After the First World War, interest in fortification waned. Switzerland had maintained its neutrality throughout the conflict, and there seemed little appetite for pouring money into mountain bunkers.

That calculus shifted dramatically in the 1930s. Across Europe, nations were building defensive lines at unprecedented scale — France constructed the Maginot Line, Czechoslovakia built extensive border fortifications, Germany was hardening the Siegfried Line. Switzerland watched, and recalculated.

The timing intersected with the Great Depression. Swiss job creation programmes in the mid-1930s provided both the labour force and the political will for a major expansion. Design work started in 1935, and by 1937 construction was underway on a vastly expanded network encompassing not just the alpine forts but a new Border Line along the Rhine and an intermediate Army Line across the Swiss Plateau.

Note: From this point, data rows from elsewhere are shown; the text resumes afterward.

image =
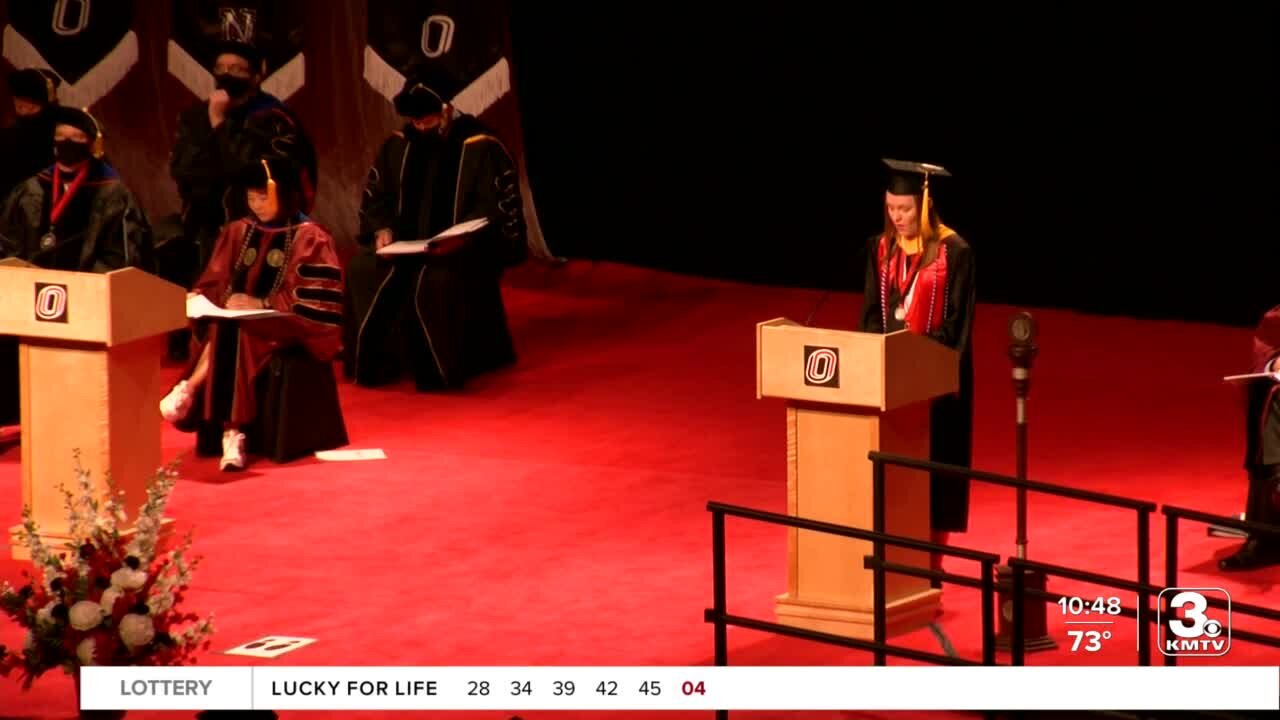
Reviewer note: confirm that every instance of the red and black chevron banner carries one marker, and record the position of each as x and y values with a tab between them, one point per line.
273	26
87	42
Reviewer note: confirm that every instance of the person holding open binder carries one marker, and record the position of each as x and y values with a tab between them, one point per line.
437	311
273	282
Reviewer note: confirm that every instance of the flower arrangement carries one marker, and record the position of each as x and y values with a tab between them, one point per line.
105	600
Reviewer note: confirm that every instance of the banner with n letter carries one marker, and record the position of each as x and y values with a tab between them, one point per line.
274	27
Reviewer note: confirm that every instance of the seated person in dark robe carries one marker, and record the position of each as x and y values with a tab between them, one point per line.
24	145
439	314
920	277
237	124
275	259
1262	450
73	215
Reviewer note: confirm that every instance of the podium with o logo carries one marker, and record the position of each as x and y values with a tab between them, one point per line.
90	349
849	393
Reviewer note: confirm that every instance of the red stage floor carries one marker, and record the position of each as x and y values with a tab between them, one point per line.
553	514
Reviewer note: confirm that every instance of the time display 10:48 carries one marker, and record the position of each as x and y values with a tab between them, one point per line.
1097	606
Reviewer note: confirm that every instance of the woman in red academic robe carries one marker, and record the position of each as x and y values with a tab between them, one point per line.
273	259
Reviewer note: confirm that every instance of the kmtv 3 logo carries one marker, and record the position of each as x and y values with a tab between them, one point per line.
50	302
1191	627
821	367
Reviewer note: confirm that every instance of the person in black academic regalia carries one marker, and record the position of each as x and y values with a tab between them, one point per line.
76	214
24	145
440	313
920	277
1261	450
237	126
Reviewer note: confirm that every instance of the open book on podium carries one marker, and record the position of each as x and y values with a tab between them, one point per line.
90	349
443	241
849	393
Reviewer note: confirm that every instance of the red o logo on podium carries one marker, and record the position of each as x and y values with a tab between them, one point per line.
50	302
821	367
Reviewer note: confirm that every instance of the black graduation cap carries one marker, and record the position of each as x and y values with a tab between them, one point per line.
426	90
912	178
80	119
240	49
36	85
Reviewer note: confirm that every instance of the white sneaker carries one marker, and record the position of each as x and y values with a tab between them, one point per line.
177	404
233	451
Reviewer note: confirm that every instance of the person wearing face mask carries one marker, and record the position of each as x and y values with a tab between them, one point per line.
438	315
920	278
24	145
274	258
74	214
236	126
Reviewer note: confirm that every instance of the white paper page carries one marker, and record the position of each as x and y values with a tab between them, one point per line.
350	455
412	246
200	306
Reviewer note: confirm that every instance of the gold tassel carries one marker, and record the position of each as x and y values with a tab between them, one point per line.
926	227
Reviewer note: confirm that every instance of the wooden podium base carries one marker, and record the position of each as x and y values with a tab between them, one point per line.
58	541
904	615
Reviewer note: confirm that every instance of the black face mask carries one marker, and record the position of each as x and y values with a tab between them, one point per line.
71	153
233	85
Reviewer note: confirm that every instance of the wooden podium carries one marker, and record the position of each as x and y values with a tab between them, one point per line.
90	355
849	393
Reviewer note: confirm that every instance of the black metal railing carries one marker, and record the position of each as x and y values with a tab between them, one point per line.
722	619
1143	509
1173	515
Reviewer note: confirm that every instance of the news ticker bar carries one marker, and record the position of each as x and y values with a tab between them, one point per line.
681	688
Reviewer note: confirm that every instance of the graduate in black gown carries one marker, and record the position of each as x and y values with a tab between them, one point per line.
1261	450
73	215
920	277
438	315
24	145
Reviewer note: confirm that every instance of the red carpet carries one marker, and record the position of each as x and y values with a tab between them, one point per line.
553	514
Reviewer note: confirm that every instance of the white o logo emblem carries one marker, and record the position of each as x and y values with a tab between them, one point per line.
51	302
439	45
64	23
821	367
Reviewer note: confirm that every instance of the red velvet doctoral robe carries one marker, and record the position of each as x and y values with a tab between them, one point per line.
295	268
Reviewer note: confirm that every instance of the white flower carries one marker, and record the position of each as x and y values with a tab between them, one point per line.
136	630
85	651
128	579
45	615
86	615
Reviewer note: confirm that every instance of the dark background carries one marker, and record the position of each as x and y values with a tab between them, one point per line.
1112	160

Three strategic nodes were identified as the anchors of the entire system: Fortress Saint-Maurice in the west, controlling the Rhône valley and the approaches from France. Fortress Saint Gotthard in the centre, guarding the critical north-south rail and road links.

And Fortress Sargans in the east, defending the Rhine valley gateway into the Alps — a position made newly vulnerable after a drainage programme converted the wetlands along the Rhine into terrain an armoured force could cross.

Together, these three fortress complexes formed an east-west defensive line through the heart of the Alps. The territory they enclosed — roughly the mountainous central quarter of Switzerland — would become the Réduit.

The Architect: General Henri Guisan

When war returned to Europe in 1939, Switzerland found itself in an almost impossibly precarious position. By June 1940, France had fallen in six weeks. Switzerland was now entirely surrounded by Axis powers — Nazi Germany to the north and east, Fascist Italy to the south, and Vichy France to the west.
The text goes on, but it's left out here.